Elle récupéra ses clopes, ses lunettes de soleil. Philippe patientait déjà sur le perron. Il y avait une drôle de tension dans l’air. Un truc bizarre. Elle grimpa à l’avant de la voiture, ils quittèrent la propriété aussitôt. Elle remarqua bien vite que Laurent gardait les yeux braqués dans son rétroviseur.
— Qu’est-ce qui se passe ? Vous m’avez l’air sacrément nerveux, tous les deux…
— Tu te fais des idées, princesse.
— Non, je crois pas… Vous vous êtes engueulés, c’est ça ? Et pourquoi tu regardes tout le temps derrière ? T’as peur d’être suivi ?
— Non, je t’assure…
Elle cessa de le questionner, pressentant qu’il n’allait pas tarder à s’énerver. Se concentra sur sa dose journalière d’extérieur. La méthode de Franck aurait pu marcher. Sauf qu’elle était toujours en prison, finalement. Prison de luxe, certes. Mais prison tout de même. Maintenant, elle ne craignait plus de sortir avec eux. Mais n’aurait pas osé mettre un pied dehors sans eux. Son espace s’était simplement élargi. La cour de promenade était plus grande. Simplement plus grande. Mais les barbelés étaient toujours là, autour d’elle. Tout comme les barreaux. Ces grilles qu’elle était la seule à voir, sans doute.
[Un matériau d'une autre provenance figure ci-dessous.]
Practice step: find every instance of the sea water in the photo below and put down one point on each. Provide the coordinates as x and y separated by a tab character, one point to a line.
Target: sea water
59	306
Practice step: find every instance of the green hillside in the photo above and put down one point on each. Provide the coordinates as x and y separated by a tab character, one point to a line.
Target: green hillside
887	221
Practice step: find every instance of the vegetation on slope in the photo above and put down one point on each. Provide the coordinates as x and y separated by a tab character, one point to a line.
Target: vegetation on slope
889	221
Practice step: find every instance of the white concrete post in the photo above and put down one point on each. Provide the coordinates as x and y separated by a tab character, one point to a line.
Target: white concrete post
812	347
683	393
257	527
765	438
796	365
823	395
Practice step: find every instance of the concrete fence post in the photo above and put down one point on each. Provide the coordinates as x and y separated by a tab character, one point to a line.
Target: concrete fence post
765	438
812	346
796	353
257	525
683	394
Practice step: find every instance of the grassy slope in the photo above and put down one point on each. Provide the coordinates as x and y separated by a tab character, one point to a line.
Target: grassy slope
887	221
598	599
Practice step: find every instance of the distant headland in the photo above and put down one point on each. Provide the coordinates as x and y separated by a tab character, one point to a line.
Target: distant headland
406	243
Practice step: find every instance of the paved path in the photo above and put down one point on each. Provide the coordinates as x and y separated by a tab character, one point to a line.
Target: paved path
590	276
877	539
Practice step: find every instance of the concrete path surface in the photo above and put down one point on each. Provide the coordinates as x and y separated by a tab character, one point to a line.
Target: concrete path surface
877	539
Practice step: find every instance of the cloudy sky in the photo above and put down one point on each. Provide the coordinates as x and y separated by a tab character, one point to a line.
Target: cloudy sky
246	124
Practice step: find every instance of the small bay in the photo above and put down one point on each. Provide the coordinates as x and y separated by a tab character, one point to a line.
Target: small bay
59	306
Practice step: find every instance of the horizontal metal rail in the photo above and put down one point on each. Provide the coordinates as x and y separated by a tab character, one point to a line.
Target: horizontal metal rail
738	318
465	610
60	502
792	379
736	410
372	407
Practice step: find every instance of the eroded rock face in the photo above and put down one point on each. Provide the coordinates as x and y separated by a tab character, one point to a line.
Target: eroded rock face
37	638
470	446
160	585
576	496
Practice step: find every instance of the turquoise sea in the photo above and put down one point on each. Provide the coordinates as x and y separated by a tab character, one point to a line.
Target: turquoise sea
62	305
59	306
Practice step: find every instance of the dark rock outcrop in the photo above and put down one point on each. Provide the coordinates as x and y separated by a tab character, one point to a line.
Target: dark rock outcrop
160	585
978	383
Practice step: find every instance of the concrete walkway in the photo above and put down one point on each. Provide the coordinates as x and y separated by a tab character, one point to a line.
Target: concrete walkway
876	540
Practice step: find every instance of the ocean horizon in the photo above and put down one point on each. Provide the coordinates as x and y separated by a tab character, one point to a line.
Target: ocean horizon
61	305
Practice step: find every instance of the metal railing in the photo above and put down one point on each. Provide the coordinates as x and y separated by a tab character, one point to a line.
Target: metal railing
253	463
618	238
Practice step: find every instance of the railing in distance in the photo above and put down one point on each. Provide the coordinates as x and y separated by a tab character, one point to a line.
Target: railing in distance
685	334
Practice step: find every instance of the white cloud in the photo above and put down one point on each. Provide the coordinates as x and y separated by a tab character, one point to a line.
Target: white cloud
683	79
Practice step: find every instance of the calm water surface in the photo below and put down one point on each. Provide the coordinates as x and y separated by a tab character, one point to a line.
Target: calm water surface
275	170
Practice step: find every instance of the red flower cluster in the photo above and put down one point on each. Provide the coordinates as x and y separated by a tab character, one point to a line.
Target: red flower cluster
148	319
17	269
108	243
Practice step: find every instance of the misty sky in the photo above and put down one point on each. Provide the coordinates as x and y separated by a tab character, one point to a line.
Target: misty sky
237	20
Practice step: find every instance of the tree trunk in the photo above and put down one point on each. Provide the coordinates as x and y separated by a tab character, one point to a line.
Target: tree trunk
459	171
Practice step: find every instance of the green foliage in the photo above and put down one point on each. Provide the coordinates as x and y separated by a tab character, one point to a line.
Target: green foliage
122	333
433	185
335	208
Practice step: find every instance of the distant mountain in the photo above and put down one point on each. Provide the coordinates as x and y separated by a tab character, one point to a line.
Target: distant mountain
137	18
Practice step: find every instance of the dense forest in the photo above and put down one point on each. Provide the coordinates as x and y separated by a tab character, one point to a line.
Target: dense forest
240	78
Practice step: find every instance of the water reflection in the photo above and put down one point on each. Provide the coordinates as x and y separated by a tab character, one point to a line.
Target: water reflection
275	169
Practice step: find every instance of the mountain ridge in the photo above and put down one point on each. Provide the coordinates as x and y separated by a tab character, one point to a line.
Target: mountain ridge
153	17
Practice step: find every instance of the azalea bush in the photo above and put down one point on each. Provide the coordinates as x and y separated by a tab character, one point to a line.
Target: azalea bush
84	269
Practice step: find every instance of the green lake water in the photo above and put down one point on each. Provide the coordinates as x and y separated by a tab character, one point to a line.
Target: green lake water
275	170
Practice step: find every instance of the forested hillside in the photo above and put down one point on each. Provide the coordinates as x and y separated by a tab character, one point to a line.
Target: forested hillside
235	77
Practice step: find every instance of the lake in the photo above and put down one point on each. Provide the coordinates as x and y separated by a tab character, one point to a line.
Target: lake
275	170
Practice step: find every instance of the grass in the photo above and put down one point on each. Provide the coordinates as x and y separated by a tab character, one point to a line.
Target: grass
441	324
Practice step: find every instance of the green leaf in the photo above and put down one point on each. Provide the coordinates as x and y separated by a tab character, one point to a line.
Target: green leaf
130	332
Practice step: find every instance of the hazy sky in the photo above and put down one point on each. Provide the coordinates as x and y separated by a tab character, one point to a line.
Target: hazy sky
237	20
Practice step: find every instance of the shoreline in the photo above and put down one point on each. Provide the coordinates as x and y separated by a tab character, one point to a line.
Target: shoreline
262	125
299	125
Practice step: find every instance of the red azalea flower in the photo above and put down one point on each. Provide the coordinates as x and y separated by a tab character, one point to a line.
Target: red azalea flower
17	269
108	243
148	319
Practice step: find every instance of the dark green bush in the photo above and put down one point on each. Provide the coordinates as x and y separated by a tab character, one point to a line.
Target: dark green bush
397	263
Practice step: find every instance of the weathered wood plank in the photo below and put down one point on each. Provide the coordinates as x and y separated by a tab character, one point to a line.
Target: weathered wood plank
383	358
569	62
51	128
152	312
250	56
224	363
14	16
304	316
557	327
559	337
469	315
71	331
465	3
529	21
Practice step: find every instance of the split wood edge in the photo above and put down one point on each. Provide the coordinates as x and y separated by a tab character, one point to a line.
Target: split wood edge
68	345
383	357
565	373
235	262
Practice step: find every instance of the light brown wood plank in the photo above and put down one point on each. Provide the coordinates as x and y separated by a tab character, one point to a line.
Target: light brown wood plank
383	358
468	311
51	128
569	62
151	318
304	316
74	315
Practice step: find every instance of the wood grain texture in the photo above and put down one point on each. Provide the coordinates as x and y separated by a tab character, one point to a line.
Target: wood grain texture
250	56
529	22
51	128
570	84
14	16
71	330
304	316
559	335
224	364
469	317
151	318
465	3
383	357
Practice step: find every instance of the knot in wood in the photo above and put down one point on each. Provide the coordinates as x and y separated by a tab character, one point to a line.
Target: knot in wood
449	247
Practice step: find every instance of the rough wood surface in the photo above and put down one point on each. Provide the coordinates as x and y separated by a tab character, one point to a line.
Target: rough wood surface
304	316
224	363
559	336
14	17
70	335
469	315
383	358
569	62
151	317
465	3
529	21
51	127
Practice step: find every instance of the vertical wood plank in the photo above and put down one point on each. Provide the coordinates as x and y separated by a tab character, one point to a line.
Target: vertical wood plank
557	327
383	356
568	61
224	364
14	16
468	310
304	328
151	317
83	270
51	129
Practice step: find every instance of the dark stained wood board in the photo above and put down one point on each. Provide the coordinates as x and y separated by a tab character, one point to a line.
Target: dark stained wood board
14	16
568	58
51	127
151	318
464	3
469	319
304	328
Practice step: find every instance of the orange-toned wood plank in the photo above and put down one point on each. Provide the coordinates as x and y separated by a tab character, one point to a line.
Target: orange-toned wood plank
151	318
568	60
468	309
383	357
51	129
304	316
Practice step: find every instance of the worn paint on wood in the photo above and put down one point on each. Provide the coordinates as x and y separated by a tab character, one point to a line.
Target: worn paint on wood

Ceux qui sont libérés y arrivent, Marianne… Alors, pourquoi pas toi ? Peut-être parce qu’elle n’était pas sortie par la grande porte. Qu’elle n’était qu’une fuyarde. Qu’elle serait toujours en cavale. Jamais tranquille, même à l’autre bout du monde.
Parce qu’elle n’avait personne à qui se raccrocher, personne qui l’attendait dehors. Parce qu’elle avait été privée de liberté avant même de connaître la vie. Parce qu’elle n’avait pas fini de payer pour ses fautes, qu’elles pesaient encore de tout leur poids en elle. Comme des boulets à ses chevilles, ceux qui entravent les bagnards.
Poursuivie, Marianne. Par une horde de remords. Par une file indienne de corbillards. Elle s’était sentie plus libre dans les bras de Daniel qu’au bord de l’océan. Pourquoi ?
— À quoi tu penses ? interrogea soudain Philippe en s’approchant de l’appuie-tête.